These are some openafs rpms which have been used at NC State University.

Originally the client/server packages came from rpmfusion. But the maintainer could not work on them any longer. The openafs-dkms and openafs-kmod packages came from the elrepo.org maintaner who also worked at NC State University at the time.

Instructions

CentOS 8:

as root install various packages and groups before you start

dnf install epel-release
dnf groupinstall "Development Tools"
dnf groupinstall "RPM Development Tools"
dnf groupinstall "Fedora Packager"

Fedora:

dnf install @development-tools
dnf install @rpm-development-tools
dnf -y install fedora-packager rpm-sign createrepo_c

CentOS 7/6:

WARNING

You will not be able to build for el8/fedora on el7 or el6 due to lack of "dnf" command on these distros.

yum install epel-release
yum groupinstall "Development Tools"
yum groupinstall "Fedora Packager"

All distros:

make sure you run

usermod -a -G mock YOURACCOUNTNAME

once before you start.

cd into the directory name of the rpm package name you wish to build for.

For this repository the choices are: openafs or openafs-dkms

Next type

make

to build for all distros (EL6 EL7 EL8 and various fedora)

WARNING

"make" or "make all" may take a long time due to the large number of distros supported combined with the complexity of the openafs compile process.

type

make %dist

to build for a specific distro. Like:

make el8

for centos 8 / RHEL 8 for example.

make el6 el7 el8

would build binary and source rpms for CentOS 6/7/8 RHEL 6/7/8 in one command.

In the fedora distro, the %dist is called fcXX. Like Fedora 34 would have a %dist of fc34. "fc" once stood for "fedora core" and I think they just never changed it.

Binary / source rpms and logs will be found in the "dist" subdirectory.

The openafs-kmod package has been removed since it was not used and was technically obsolete with fedora going in a different direction with pre packaged kernel modules such as akmods. We just chose to use dkms since it was working well on other distros like ubuntu and arch linux. Also the dkms based package already existed in a primitive form. (Mandriva package)

The Makefile needs to updated every time a new RHEL / CentOS is released or is dropped from support.
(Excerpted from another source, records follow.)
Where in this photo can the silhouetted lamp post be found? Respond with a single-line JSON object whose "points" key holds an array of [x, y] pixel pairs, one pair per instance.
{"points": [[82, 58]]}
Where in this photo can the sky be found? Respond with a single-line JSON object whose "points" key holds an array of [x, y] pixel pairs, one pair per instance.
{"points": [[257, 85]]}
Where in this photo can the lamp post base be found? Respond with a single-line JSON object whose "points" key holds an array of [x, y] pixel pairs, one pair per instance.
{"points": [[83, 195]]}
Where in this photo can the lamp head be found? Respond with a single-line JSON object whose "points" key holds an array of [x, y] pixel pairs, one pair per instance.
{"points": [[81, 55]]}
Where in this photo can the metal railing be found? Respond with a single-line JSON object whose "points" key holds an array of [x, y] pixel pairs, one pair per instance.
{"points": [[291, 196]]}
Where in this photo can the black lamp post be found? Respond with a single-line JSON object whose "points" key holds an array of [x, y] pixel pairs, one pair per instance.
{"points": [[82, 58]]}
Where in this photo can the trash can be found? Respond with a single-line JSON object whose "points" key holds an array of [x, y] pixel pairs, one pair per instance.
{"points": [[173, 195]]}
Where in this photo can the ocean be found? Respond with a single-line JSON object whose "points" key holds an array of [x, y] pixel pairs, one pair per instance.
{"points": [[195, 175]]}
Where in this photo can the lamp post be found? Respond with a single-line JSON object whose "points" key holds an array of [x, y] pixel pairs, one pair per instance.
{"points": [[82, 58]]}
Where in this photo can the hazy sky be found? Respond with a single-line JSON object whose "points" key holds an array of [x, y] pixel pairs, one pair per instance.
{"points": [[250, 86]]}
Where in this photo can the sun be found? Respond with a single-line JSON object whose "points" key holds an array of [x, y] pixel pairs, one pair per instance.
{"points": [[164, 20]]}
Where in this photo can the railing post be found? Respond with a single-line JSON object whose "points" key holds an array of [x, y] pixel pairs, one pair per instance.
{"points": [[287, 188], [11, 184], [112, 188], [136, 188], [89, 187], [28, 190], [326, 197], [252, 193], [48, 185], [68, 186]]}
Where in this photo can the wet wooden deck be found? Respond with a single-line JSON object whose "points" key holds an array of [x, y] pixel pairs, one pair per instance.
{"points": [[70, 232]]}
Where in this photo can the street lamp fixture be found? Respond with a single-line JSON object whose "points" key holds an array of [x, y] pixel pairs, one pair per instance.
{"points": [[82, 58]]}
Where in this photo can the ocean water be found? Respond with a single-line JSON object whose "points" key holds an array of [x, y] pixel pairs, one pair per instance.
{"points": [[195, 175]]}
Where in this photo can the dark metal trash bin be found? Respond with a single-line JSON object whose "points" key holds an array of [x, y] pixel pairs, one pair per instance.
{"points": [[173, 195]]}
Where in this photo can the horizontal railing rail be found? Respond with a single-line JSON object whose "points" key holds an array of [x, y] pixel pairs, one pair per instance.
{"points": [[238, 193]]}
The Makefile must also be edited whenever a new fedora release branches off of "rawhide." This usually happens a couple of months before a new fedora release. At most you will have 4 fedoras going at one time right after a new release before the oldest version of fedora is retired. We use numbers in the Makefile now that mock provides a symlink to "fedora-rawhide" within the mock package.

There are some other targets in the makefile that are not included in target "all"

fcXXaarch64
el8aarch64

These need to be built on a aarch64 architecture machine! Either a real ARM server or within qemu emulator on x86_64. I have been using qemu since I do not have access to real ARM hardware that is powerful enough to build openafs. an example of arm complile:

make el8aarch64

We only support openafs i686 builds for CentOS 6. If you have trouble building the openafs kernel module (libafs) on fedora or RHEL after a new kernel drops, check the arch linux openafs source packages in the AUR for useful patches to add to keep everything building all the time. Checking "rawhide" builds can catch this early.